Tully

Nach "Juno" und "Young Adult" kommt es nun zur dritten Kollaboration zwischen Jason Reitman und Diablo Cody. In Tully erzählen sie vom Leben einer überforderten Mutter und einer Nacht-Nanny, welche dieses auf den Kopf stellt.

Die weltweit meistgenutzte Suchmaschine antwortet auf den Begriff der Mutter mit überwiegend strahlenden Gesichtern, Umarmungen, Momenten der Freude. Auch, wenn diese Art der Repräsentation ihre Berechtigung hat, verdrängt sie andere Seiten der Maternität und schafft so ein eindimensionales Stereotyp. Tully wirkt diesem Bild entgegen, indem auch Momente, welche die Harmonie hinter der harten Arbeit einer Mutter zum verschwinden bringen, nicht unbeleuchtet bleiben. Die Erzählung setzt kurz vor der Geburt von Marlos (Charlize Theron) drittem Kind ein. Während Jonah (Asher Miles Fallica) autistische Züge aufweist und damit bereits die gesamte Aufmerksamkeit seiner Eltern verlangt, ist Drew (Ron Livingston) so in seine Arbeit vertieft, dass sich Marlo alleine um die beiden Kinder kümmern muss. Nachdem Mia auf die Welt kommt, scheinen ihre Erwartungen an das Leben langsam ganz von der Arbeit erstickt zu werden. Obwohl sie auf die Empfehlung einer Nacht-Nanny anfangs skeptisch reagiert, siegt die Überforderung letzten Endes über dem Ehrgefühl. Als Tully (Mackenzie Davis) vor der Tür steht, ist bereits klar, dass sich mehr als nur Marlos Schlafrhythmus verändern wird.

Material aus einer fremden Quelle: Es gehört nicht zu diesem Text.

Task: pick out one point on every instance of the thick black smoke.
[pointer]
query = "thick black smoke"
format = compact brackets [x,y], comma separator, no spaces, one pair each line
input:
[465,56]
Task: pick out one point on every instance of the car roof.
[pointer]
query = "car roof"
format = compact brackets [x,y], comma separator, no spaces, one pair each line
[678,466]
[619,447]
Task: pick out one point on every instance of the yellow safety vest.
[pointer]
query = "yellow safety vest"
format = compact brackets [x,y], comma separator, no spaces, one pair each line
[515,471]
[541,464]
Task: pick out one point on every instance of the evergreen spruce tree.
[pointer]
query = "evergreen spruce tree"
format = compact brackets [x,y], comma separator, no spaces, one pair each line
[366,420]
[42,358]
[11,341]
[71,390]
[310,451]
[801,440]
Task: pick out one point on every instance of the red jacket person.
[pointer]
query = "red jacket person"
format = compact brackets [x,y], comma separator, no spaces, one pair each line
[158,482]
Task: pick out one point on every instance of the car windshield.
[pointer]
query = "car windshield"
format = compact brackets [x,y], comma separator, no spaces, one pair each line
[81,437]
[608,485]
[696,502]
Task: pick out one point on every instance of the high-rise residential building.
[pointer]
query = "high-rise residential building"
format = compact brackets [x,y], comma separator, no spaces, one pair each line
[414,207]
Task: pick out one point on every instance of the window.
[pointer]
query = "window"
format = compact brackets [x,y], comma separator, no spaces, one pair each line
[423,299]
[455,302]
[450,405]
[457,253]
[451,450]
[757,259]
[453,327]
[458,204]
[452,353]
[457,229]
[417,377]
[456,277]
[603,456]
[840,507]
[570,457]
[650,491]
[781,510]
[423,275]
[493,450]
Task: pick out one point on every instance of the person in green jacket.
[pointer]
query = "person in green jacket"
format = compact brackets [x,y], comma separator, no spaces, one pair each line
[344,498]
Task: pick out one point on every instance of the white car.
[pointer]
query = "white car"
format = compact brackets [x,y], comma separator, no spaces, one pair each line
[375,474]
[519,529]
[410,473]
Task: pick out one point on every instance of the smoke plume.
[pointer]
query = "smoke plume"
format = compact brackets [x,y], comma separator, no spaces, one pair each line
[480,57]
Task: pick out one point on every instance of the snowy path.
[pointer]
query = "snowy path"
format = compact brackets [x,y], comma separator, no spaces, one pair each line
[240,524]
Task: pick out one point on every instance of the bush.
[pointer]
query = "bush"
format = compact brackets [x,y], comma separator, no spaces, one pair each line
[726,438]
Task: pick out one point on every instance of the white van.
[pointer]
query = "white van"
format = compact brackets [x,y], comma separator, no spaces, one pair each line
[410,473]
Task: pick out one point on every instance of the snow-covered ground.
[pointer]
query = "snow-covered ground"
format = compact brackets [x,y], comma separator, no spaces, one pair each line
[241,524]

Dass das Drehbuch von Diablo Codys eigenem Leben inspiriert ist, macht sich in Tully deutlich spürbar. Der Bruch mit dem Klischee der glücklichen Mutter erweitert das Emotionsspektrum auf Aspekte, die in medialen Repräsentationen zumeist vernachlässigt werden. Dadurch scheint der individuelle Charakter durch die Mutterrolle und gewinnt so an Komplexität. Mackenzie Davis bildet als Tully – einem exzentrischen, jungen Energiebündel – einen Kontrast zur Gesamtstimmung und ändert mit ihrem Eintreten in die Geschichte den Ton des Films. Der Aufprall zweier Generationen und damit die Gegenüberstellung zweier aufeinander einwirkender Grundhaltungen bilden die Konsistenz der Erzählung. Codys Intention, erfrischende Frauenrollen zu schaffen, geht hier erneut auf.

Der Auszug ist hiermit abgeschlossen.